The risk factors of secondary infection of septic patients were explored by a two-step method. Firstly, univariate analysis was conducted. Covariates included age, gender, comorbidities, smoking history, site of primary infection, hemodynamic status and severity of disease on admission, HLA-DR expression, serum cytokines levels and clinical interventions before onset of secondary infection. Student’s t test was used to compare normally distributed data and Mann-Whitney U test was utilized to compare abnormally distributed data. Categorical data were compared by Pearson’s chi-square test or Fisher’s exact test when appropriate. Secondly, covariates with statistical significance in univariate analysis were tested in multivariate binary logistic regression analysis to identify the independent risk factors by means of Backward: Conditional method. Because of the data missing of HLA-DR expression and serum cytokines levels, they were not brought into multivariate analysis. Dynamic changes of HLA-DR expression and serum cytokines levels were also statistically evaluated by comparing the levels of biomarkers between different points in time using Mann-Whitney U test.
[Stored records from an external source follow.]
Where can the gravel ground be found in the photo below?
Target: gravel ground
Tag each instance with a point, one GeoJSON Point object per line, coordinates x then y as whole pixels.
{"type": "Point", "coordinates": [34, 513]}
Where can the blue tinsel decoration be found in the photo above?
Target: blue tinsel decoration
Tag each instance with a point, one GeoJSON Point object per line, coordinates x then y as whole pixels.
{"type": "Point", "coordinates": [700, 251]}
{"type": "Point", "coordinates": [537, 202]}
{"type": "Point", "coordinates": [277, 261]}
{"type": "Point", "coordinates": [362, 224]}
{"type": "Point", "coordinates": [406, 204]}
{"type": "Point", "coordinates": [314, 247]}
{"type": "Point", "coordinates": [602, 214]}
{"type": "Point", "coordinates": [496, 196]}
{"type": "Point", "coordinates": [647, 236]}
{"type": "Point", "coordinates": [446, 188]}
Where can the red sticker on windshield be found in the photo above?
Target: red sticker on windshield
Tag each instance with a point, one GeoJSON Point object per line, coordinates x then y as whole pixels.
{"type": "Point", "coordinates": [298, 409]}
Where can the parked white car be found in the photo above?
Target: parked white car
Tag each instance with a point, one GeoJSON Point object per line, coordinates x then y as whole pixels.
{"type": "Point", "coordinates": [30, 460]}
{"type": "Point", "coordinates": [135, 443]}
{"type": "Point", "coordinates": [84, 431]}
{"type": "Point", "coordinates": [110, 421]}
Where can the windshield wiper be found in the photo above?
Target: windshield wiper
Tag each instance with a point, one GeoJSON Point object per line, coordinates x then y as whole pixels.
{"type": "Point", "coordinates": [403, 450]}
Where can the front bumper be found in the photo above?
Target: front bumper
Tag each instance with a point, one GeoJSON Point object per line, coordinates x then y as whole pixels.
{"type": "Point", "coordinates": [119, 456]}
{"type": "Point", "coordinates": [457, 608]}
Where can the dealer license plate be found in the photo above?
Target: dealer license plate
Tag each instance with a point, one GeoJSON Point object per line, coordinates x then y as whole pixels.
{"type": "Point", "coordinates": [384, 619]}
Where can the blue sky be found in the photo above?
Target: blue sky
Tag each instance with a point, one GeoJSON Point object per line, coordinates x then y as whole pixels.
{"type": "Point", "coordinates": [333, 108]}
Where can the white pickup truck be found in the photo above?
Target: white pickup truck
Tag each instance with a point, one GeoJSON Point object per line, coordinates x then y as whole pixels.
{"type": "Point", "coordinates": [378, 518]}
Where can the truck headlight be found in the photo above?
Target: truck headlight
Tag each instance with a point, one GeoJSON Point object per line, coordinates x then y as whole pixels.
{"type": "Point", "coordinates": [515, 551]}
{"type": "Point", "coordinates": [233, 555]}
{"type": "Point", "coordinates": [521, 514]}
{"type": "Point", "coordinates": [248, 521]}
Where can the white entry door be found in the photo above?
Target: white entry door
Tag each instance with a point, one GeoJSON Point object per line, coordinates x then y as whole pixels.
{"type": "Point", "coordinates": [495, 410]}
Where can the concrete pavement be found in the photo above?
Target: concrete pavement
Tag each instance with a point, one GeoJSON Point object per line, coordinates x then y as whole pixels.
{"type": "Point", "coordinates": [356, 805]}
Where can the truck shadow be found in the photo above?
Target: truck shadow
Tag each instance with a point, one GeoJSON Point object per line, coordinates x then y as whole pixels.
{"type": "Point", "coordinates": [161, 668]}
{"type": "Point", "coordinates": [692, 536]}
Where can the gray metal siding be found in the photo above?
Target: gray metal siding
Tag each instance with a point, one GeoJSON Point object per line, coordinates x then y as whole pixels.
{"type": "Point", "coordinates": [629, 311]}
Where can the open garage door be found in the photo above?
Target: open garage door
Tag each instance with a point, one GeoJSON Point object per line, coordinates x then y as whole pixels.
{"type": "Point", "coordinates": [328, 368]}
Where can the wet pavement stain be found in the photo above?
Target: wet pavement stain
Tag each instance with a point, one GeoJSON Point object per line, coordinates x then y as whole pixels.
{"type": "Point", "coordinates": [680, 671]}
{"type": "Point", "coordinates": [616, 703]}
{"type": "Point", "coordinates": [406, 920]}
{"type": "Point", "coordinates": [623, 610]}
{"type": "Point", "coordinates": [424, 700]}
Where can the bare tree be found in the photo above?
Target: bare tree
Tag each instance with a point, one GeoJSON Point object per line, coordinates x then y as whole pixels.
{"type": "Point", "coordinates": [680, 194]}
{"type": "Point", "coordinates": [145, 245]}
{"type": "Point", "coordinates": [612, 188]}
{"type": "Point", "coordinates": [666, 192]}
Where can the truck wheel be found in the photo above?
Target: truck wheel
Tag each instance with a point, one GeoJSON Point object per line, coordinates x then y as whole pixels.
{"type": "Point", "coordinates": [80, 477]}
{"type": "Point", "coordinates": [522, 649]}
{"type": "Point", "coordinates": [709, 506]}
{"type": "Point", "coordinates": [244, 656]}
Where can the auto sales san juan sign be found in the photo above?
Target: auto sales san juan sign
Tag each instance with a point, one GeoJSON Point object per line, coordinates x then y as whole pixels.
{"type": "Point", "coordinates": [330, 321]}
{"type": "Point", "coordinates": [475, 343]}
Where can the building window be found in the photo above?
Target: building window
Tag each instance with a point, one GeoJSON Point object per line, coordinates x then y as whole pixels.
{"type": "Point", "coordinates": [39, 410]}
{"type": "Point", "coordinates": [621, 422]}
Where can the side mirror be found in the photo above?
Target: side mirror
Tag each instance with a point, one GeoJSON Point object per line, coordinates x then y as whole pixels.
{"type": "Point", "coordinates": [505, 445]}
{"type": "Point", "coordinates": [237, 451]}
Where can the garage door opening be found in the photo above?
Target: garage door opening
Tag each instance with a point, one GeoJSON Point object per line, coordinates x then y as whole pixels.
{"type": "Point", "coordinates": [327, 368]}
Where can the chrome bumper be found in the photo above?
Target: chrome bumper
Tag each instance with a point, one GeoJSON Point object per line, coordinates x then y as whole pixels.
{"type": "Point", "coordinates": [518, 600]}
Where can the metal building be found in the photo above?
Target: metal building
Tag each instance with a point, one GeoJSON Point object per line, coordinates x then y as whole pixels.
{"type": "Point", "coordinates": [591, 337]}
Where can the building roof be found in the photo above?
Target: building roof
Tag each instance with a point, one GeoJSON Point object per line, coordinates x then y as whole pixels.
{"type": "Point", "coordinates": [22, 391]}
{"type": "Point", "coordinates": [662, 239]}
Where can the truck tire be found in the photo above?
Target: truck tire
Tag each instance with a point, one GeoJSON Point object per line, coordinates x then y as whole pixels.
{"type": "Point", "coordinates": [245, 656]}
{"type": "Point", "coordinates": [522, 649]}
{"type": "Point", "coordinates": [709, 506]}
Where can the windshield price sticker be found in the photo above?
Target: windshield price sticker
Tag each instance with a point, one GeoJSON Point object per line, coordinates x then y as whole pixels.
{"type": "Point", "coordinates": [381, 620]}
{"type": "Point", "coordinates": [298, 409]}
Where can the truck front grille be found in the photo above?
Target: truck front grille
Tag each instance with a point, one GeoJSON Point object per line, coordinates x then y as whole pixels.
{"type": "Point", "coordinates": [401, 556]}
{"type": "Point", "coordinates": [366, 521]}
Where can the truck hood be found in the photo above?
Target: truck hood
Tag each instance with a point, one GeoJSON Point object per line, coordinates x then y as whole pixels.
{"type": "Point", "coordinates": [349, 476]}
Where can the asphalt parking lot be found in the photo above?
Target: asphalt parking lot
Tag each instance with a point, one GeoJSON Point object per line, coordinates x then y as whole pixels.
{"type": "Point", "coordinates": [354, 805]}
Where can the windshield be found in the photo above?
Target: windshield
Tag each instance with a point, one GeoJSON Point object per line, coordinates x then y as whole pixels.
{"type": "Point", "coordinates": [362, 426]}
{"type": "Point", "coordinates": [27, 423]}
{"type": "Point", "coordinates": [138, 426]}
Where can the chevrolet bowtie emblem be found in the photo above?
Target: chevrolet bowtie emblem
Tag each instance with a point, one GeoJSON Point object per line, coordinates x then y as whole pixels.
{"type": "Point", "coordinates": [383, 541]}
In our study, we treated in-hospital LOS as an outcome of secondary infection, rather than a potential risk factor. A multistate model with 4 states (state 0: admission, state 1: development of secondary infection, state 2: being discharged alive, state 3: in-hospital death) was performed using “etm” package in R in order to explore the influence of secondary infection on in-hospital LOS [3,26], where the data of patients with an in-hospital LOS longer than 100 days were omitted to eliminate the impact of extreme cases (see Additional file 1: Fig. S1). Survival analysis was conducted using Kaplan-Meier method. Log-rank test was used to compare survival curves and it was conducted in every division once two curves had intersections. The two-step method was also used to explore the risk factors of mortality. Univariate analysis was conducted first and followed by multivariate binary logistic regression analysis. Secondary infection was among covariates, together with age, gender, comorbidities, smoking history, site of primary infection, hemodynamic status and severity of disease on admission, clinical interventions and in-hospital and ICU LOS.
All statistical analyses were two-sided, and the significance level was set to P < 0.05. We checked the model assumptions before using each statistical method. Statistical analysis was conducted on SPSS 25.0 (SPSS Inc., IL, USA) and R 3.5.1 (R Development Core Team).